The toxins that make up the chemical arsenal of these birds are in fact the same lethal compounds found in poison dart frogs notorious for being capable of killing predators and humans alike. Exactly why the birds possess this toxicity remains a matter of scientific interest, with associated speculation that the bright colors of these birds warns potential predators of their chemical laden bodies. The process by which pitohui toxins concentrate also formed a subject of scientific curiosity that was solved by Dumbacher when he went back to the rainforest and in collaboration with locals was able to determine that the source of the toxins consisted of poison-bearing beetles that the birds consumed in quantity.
9. Ocean Lizards
Lizards represent the hot desert in the minds of most people to a great degree, or at least a sunny, perhaps dusty garden path or tree trunk in a warm tropical jungle. Yet, a member of this vast and diverse group of small dinosaur lookalikes has done the unimaginable and become marine, basking on wave splashed rocks and foraging under the surf. Native to the Galapagos Islands and surrounding waters, the large and colorful Marine Iguana is a lizard that has mastered the sea, hauling out on rocks like a sea lion in between dives below the waves, where they forage on marine algae and seaweeds chewed off the surface of submerged rocks.
The plant-based diet is easily harvested with the help of the iguana’s razor like teeth. Efficiency is key to Marine Iguana survival, as meals must be gathered quickly to prevent chilling and loss of heat energy. Measuring over 3 feet in length and weighing up to 22 pounds, the Marine Iguana is the only ocean-going lizard on the planet. Large groups of breeding females jockey for space in the breeding season, while males fight fiercely for a chance to mate with the female of their choice. The dinosaur-like creatures are normally blackish or greyish in color, but the males stand out with its greenish and reddish hues that come into color during the breeding season, signalling dominance and urging females to select them as mates.
8. Freshwater Sharks
Freshwater might seem like a place to swim safely without fear of sharks, but a population of Bull Sharks, a species known to have caused human deaths lives in Lake Nicaragua, while several species of river shark patrol fast moving waters in parts of Asia and Oceania, including Australia. Bull Sharks are a primarily ocean going species, but a population oddly yet naturally established in Lake Nicaragua ensures that swimming in a lake is not a guarantee of safety from shark attacks. While normal marine bull sharks are known to travel temporarily up rivers, the true river sharks belonging to the genus Glyphis are rare, at risk species characteristic of rivers and in some species, estuarine waters.

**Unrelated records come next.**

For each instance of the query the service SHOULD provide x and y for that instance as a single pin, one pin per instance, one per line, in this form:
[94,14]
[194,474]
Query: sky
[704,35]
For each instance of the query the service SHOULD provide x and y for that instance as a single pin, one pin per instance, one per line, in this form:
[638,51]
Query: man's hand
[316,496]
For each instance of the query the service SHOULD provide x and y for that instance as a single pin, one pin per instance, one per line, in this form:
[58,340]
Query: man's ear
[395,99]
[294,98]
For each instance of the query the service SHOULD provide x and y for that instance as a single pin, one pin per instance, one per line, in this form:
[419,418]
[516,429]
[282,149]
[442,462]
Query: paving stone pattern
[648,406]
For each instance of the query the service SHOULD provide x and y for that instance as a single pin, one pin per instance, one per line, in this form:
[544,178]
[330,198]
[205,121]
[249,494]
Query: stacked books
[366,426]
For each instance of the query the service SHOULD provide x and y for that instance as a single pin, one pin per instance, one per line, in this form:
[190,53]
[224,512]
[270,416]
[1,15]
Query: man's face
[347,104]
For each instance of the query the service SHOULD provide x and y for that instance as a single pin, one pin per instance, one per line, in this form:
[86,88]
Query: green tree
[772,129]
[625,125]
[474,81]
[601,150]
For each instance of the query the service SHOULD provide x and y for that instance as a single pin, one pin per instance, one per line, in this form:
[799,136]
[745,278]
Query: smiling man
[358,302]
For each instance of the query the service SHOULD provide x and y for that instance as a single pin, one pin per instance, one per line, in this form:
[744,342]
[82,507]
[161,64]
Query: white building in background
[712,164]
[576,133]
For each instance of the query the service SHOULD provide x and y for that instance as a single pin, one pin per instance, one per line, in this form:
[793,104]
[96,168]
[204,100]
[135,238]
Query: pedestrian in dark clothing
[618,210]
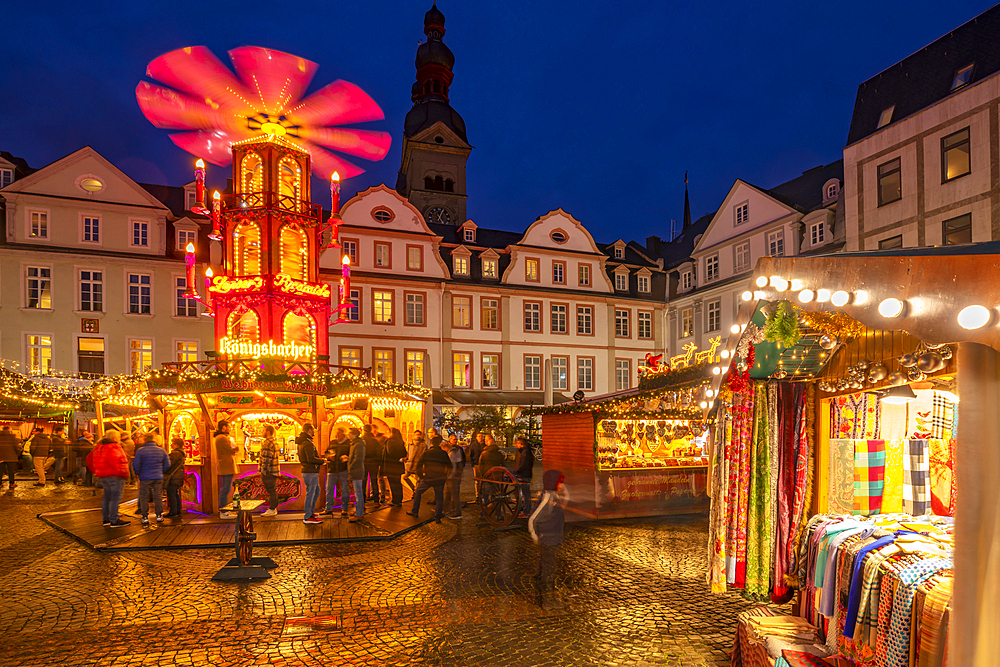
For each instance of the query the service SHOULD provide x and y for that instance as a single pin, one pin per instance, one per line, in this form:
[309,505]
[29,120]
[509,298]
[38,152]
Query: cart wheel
[499,498]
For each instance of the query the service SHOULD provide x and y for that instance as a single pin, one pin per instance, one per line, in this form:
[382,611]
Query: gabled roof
[926,77]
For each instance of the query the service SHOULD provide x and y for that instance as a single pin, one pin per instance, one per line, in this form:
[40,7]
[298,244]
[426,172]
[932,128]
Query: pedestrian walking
[109,465]
[311,462]
[225,454]
[373,464]
[150,464]
[432,469]
[174,478]
[546,528]
[337,454]
[524,463]
[394,463]
[10,454]
[356,469]
[269,470]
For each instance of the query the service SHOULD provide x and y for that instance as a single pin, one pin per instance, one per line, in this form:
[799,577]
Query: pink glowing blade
[172,110]
[325,163]
[359,143]
[339,103]
[276,79]
[196,70]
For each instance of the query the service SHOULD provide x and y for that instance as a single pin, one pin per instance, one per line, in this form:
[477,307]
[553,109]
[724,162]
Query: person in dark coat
[394,465]
[524,462]
[546,528]
[432,469]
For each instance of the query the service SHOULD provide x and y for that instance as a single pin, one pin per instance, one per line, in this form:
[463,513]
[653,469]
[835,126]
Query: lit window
[140,293]
[742,212]
[531,270]
[91,229]
[384,362]
[491,371]
[185,307]
[713,316]
[962,77]
[490,316]
[39,287]
[621,324]
[415,309]
[415,368]
[39,349]
[532,372]
[645,325]
[382,307]
[461,312]
[955,156]
[958,230]
[585,374]
[890,187]
[140,355]
[383,256]
[776,243]
[558,318]
[687,323]
[92,291]
[623,374]
[186,350]
[532,317]
[461,365]
[560,373]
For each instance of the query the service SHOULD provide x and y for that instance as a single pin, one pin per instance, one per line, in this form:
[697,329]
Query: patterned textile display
[916,474]
[841,496]
[855,417]
[892,487]
[869,475]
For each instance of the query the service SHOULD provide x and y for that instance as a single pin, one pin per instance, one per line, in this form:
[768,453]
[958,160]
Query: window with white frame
[644,325]
[140,293]
[185,236]
[585,374]
[38,224]
[712,268]
[185,307]
[140,233]
[92,291]
[817,233]
[38,288]
[623,374]
[776,243]
[741,257]
[621,324]
[186,350]
[560,373]
[741,212]
[713,315]
[90,231]
[140,352]
[39,353]
[532,372]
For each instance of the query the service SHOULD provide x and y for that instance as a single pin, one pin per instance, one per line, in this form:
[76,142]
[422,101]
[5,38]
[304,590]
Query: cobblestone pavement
[450,594]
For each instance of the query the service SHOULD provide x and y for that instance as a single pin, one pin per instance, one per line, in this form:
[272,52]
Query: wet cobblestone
[450,594]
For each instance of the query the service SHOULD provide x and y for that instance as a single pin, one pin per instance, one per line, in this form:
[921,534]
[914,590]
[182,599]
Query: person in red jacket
[109,464]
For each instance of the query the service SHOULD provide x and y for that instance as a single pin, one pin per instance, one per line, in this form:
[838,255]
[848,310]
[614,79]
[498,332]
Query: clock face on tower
[439,215]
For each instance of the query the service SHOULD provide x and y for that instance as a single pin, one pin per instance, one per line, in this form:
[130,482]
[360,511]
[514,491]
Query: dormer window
[885,117]
[962,77]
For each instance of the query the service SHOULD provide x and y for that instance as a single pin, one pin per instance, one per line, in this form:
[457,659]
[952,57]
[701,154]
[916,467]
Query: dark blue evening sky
[596,107]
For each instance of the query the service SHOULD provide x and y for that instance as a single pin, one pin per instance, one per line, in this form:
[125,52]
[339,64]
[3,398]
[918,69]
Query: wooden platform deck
[197,531]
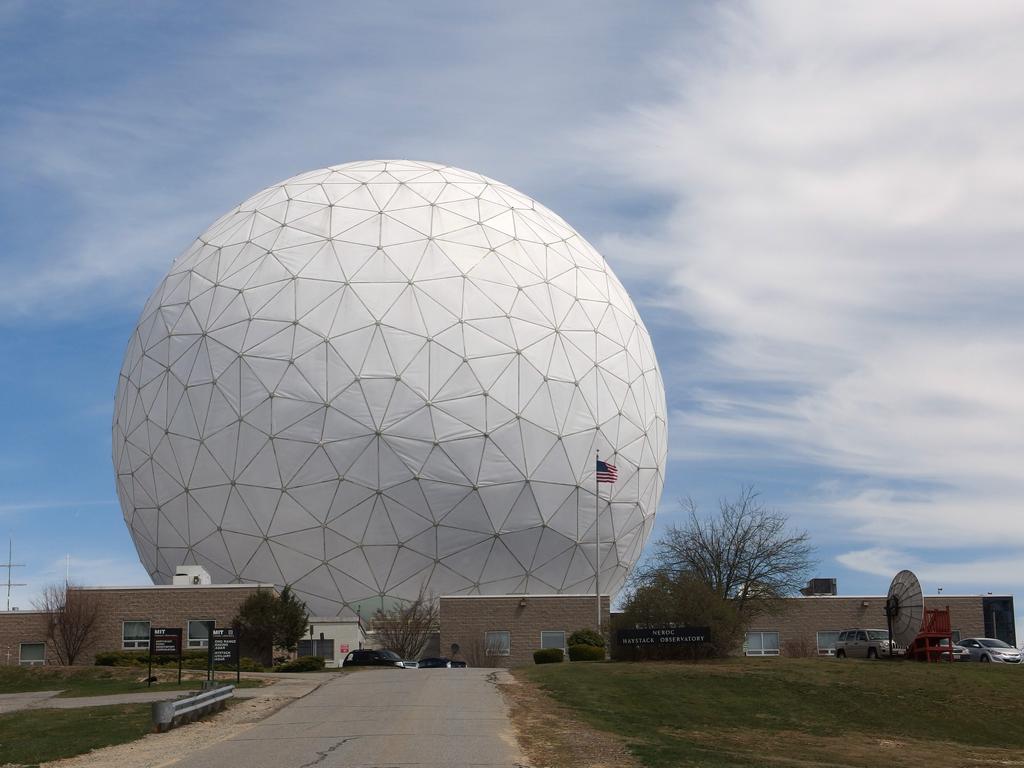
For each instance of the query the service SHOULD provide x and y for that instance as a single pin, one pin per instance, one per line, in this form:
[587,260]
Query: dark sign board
[663,636]
[165,641]
[225,645]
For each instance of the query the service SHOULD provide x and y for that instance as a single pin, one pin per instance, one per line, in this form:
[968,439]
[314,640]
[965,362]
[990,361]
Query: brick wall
[465,620]
[19,627]
[800,619]
[162,606]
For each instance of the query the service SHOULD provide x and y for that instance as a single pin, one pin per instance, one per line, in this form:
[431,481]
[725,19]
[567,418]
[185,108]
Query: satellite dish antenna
[904,609]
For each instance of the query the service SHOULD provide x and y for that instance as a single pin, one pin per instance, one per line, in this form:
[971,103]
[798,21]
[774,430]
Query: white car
[990,649]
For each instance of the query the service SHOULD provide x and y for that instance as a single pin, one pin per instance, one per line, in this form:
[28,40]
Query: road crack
[322,756]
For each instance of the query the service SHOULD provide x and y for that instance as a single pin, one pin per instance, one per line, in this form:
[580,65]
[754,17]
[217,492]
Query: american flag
[606,472]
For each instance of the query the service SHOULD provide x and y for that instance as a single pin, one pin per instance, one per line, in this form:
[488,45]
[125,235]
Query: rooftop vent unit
[819,587]
[186,576]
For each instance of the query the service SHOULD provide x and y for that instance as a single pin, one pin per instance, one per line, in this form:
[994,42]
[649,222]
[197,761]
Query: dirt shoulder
[552,736]
[158,750]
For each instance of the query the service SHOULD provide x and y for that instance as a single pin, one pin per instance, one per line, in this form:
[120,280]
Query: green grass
[96,681]
[39,735]
[778,711]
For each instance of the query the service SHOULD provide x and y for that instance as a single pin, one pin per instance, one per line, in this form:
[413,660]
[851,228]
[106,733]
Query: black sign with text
[225,645]
[663,636]
[165,641]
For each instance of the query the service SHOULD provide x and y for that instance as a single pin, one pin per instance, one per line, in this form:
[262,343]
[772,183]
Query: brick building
[808,626]
[504,631]
[125,615]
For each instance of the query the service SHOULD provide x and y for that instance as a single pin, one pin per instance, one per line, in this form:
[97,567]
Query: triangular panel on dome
[365,469]
[210,501]
[348,406]
[424,543]
[469,514]
[261,567]
[508,441]
[351,517]
[207,471]
[469,562]
[237,518]
[378,361]
[380,529]
[410,566]
[522,545]
[316,469]
[261,502]
[378,297]
[308,542]
[407,220]
[344,453]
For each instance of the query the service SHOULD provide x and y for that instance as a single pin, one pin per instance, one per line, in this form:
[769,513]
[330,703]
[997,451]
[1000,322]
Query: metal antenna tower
[11,564]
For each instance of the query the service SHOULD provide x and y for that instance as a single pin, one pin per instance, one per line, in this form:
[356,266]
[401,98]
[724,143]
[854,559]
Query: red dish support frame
[928,646]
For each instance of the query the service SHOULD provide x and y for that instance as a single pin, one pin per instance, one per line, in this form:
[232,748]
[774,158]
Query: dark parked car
[377,658]
[433,664]
[440,663]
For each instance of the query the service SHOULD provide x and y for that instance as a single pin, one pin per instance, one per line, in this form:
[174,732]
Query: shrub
[302,664]
[586,653]
[549,655]
[587,637]
[121,658]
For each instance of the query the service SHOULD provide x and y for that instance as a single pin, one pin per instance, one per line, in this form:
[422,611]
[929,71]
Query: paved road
[394,718]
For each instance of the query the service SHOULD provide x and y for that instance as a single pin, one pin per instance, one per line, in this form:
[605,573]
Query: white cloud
[90,570]
[848,184]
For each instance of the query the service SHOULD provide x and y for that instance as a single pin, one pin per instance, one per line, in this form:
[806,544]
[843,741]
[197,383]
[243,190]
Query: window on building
[135,635]
[32,654]
[553,639]
[199,633]
[762,644]
[498,643]
[315,647]
[826,642]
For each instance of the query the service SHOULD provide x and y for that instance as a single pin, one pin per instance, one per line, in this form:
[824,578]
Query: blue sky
[815,207]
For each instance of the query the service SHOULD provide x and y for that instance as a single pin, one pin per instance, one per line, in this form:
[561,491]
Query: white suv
[862,643]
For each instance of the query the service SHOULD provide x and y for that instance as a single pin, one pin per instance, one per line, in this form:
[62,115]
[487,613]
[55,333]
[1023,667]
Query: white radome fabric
[384,376]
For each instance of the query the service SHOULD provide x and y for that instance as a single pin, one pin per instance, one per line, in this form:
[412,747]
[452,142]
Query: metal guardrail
[166,715]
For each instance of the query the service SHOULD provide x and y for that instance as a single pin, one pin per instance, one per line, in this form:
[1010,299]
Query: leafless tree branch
[72,615]
[407,628]
[745,553]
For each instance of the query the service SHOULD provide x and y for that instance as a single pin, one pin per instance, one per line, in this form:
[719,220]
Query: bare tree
[72,615]
[747,553]
[407,627]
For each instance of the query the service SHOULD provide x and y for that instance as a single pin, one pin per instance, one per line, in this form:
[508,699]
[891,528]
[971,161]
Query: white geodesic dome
[384,376]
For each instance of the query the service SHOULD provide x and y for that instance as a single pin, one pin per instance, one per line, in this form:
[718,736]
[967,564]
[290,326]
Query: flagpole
[597,539]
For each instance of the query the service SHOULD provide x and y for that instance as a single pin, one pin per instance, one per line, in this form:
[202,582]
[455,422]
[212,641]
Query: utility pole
[11,564]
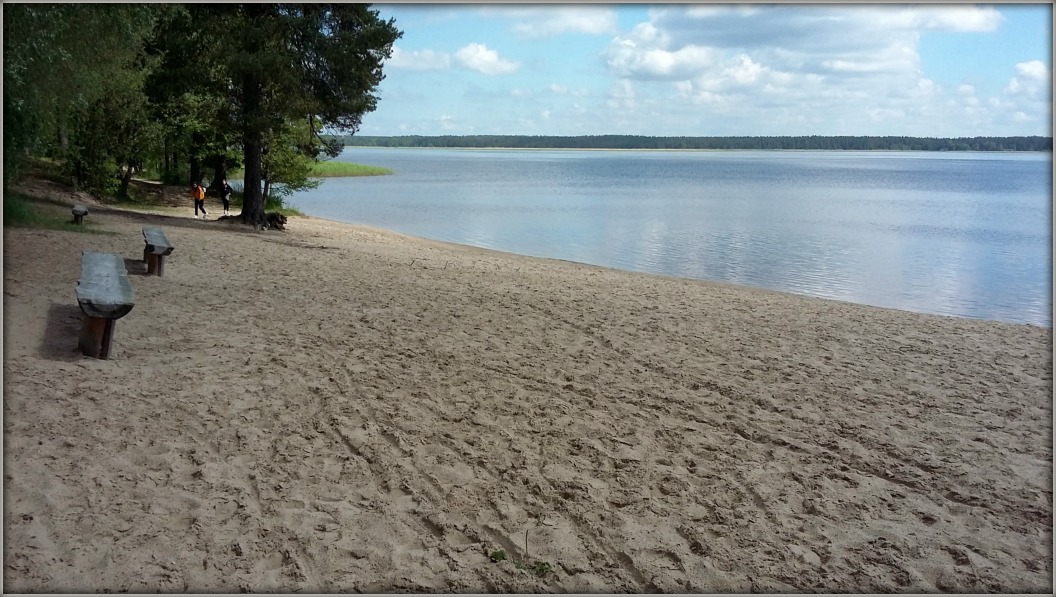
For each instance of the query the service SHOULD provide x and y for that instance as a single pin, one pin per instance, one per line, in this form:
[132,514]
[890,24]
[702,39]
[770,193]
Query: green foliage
[23,211]
[59,60]
[313,63]
[702,143]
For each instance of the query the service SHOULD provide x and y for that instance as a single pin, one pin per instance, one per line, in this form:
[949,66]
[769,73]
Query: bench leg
[96,336]
[153,263]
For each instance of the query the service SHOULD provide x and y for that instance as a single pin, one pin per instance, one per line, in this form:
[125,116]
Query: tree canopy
[180,89]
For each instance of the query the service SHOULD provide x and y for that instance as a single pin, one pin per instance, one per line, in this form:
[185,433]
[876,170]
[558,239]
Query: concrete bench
[157,248]
[105,296]
[78,213]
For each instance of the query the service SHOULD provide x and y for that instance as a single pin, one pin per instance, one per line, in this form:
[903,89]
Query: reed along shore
[335,408]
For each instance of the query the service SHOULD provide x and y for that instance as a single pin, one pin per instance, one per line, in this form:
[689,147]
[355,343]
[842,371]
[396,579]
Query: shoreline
[340,408]
[414,238]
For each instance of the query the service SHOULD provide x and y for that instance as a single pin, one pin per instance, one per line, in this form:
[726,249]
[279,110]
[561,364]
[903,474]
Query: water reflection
[968,235]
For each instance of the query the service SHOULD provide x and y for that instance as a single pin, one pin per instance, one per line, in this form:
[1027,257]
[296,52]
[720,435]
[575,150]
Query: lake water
[954,234]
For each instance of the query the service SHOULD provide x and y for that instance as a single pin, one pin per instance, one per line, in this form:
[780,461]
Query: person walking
[198,191]
[225,196]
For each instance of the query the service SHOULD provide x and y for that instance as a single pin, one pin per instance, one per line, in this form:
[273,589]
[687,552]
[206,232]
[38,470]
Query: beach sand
[334,408]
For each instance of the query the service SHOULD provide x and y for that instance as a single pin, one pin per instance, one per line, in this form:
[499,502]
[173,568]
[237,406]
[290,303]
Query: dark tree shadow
[135,266]
[62,333]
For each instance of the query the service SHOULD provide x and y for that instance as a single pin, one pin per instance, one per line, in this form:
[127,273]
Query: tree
[286,161]
[60,61]
[317,63]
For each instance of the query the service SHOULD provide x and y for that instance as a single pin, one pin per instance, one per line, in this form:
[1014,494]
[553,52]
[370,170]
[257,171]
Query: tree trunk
[252,201]
[126,178]
[196,142]
[219,175]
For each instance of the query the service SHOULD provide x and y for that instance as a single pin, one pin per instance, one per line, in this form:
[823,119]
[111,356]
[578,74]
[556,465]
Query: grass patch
[23,211]
[332,169]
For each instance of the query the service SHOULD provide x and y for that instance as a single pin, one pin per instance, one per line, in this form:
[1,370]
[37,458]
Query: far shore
[338,408]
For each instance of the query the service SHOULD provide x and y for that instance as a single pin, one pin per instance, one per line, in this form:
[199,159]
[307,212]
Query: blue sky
[701,70]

The Ganges Shark is the most closely associated with river habitats, while the Northern River shark and Spear-toothed Shark inhabit rivers and estuaries but more frequently swim in marine coastal zones. While the degree to which they travel in saltwater varies, what these sharks have in common is complete mastery of freshwater environments, with the Ganges shark being especially comfortable far upstream from any source of saltwater. The Bull Sharks that inhabit Lake Nicaragua are not a separate species, but as a population have admirably adapted to the purely freshwater environment of the lake. In order to survive, they draw upon their ability to excrete urine at a higher rate than normal to allow proper osmosis in their lifelong freshwater environment.
7. Meat-Eating Parrots
The Kea of New Zealand is an endangered parrot that acts like a hawk or vulture, eating the young of shearwater chicks and scavenging mammal carcasses. Superficially cute and cartoonish with huge “gooey” eyes, the Kea is the only alpine species of parrot in the world, able to handle cold winds, snow and low temperatures for prolonged periods of time. Their physical adaptations include the ability to soar like a raptor, effectively insulating, thick feathers and exceptionally sharp, hooked beaks that make them adept opportunistic harvesters of meat. Attacks on live mammals are also known to have occurred, especially presenting a concern in the context of livestock management.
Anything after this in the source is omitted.